Automated sentiment analysis is becoming more popular for media measurement as the computer-based software programs improve and organizations seek to analyze enormous amounts of mentions quickly and affordably.

By automatically grading news articles and social media posts as positive, negative or neutral, the sentiment analysis software can help public relations and marketing departments determine how well their campaigns are working by analyzing trends in consumer sentiment. Political campaigns can use sentiment analysis to study the public’s reaction to candidates’ positions; investors and stock analysts can analyze perceptions about the stock market or a particular stock.

Automated systems are less expensive than paying human analysts. However, they are not always the best choice. Although the software has improved, it remains far less accurate than human analysts. Automated programs cannot place comments in context and often fail to grasp nuances of human language. They have difficulty interpreting slang and sarcasm.

Pointing out an example of automated analysis can misfire, Huffington Post business blogger Dan Mirvish noted that when Anne Hathaway was in the news with favorable publicity, Warren Buffett’s Berkshire Hathaway’s shares went up. He found six dates going back to 2008 when that happened. Automated trading programs apparently confused the actress with Buffett’s company.

Questions to Consider

Katie Paine, CEO of Paine Publishing and a noted expert on media measurement, recommends questions to ask to help decide if sentiment analysis is right for your organization.

  • Do you receive more than 2,500 qualified mentions a month in social media? Qualified mentions do not include spam, content-farm generated copy or mentions of similar-sounding brand name. If your brand has relatively few mentions, a computer program might be more expensive than a trained analyst.
  • Do people express any sentiment when discussing your brand? Conversations about some products, such as B2B products, are typically very factual. It may not be possible for a computer to glean any sentiment from the conversations.
  • Do you have direct interaction with customers? If you have no direct customer interaction, then determining if sentiment has any real impact on your business will be difficult. You can link sentiment to customer behavior only if you are an online retailer or are in a field where people make reservations, or register online.
  • What level of accuracy is acceptable to your executive leadership?
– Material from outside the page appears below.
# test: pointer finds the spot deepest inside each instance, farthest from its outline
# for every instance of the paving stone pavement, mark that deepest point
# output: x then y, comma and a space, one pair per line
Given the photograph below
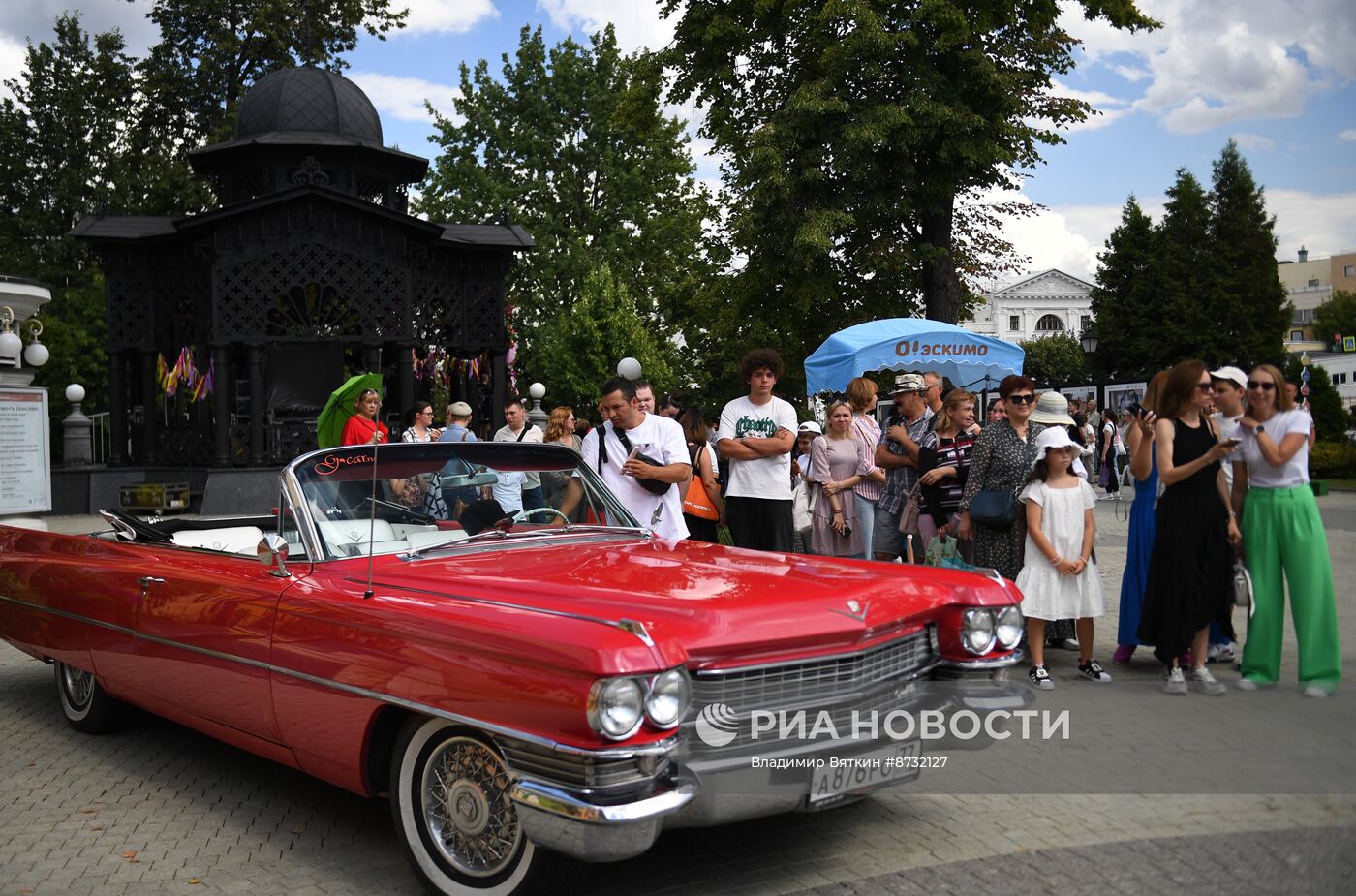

Most automated tools have an accuracy rate of about 60% to 70%. If that is not acceptable to your leadership, you can use human coders to conduct a random sample check to ensure a higher degree of accuracy.
  • What level of detail do you need from your sentiment analysis system? You will probably need a human analyst if you need to track complex messaging, quotes, issues, positioning, or other esoteric details.
  • Do you run numerous campaigns, which will require different search terms and different message tracking and different definitions of positive or neutral? Computers take weeks to reprogram, test and fix. If you need fast turnaround on changes to your system, then use a human.

The Hybrid Approach

Some monitoring services, including, combine automated sentiment analysis with evaluation by human analysts.  By using human analysts, companies can establish finely-tuned criteria for what constitutes a positive or negative mention. Although not always perfect, human analysts are trained to recognize language nuances and idiosyncrasies that trip up automated programs. They can also be quickly trained on specific rating criteria for each client.

Humans are also less literal than machines and can better tease out meaning. Large companies with thousands of media mentions can the control costs of human analysis by reviewing a sampling of posts. Many companies, for instance, use human analysis only for media mentions that appear in top tier media sources.

PR measurement and data analysis experts agree that integrating automated tools and human analysts is the best approach for most organizations.

Experts at the Sentiment Analysis Symposium favored using a combination of software and humans.

“Machines do analytics, humans do analysis,” remarked Anjali Lai, an analyst at Forrester Research, according to Adweek.

Bottom Line: Automated sentiment programs provide both benefits and pitfalls. In many cases, human analysts provide superior results. It’s essential to carefully weigh the pros and cons before establishing a media monitoring and measurement plan. For many companies, a hybrid approach that integrates humans and machines is the most effective and cost-efficient option.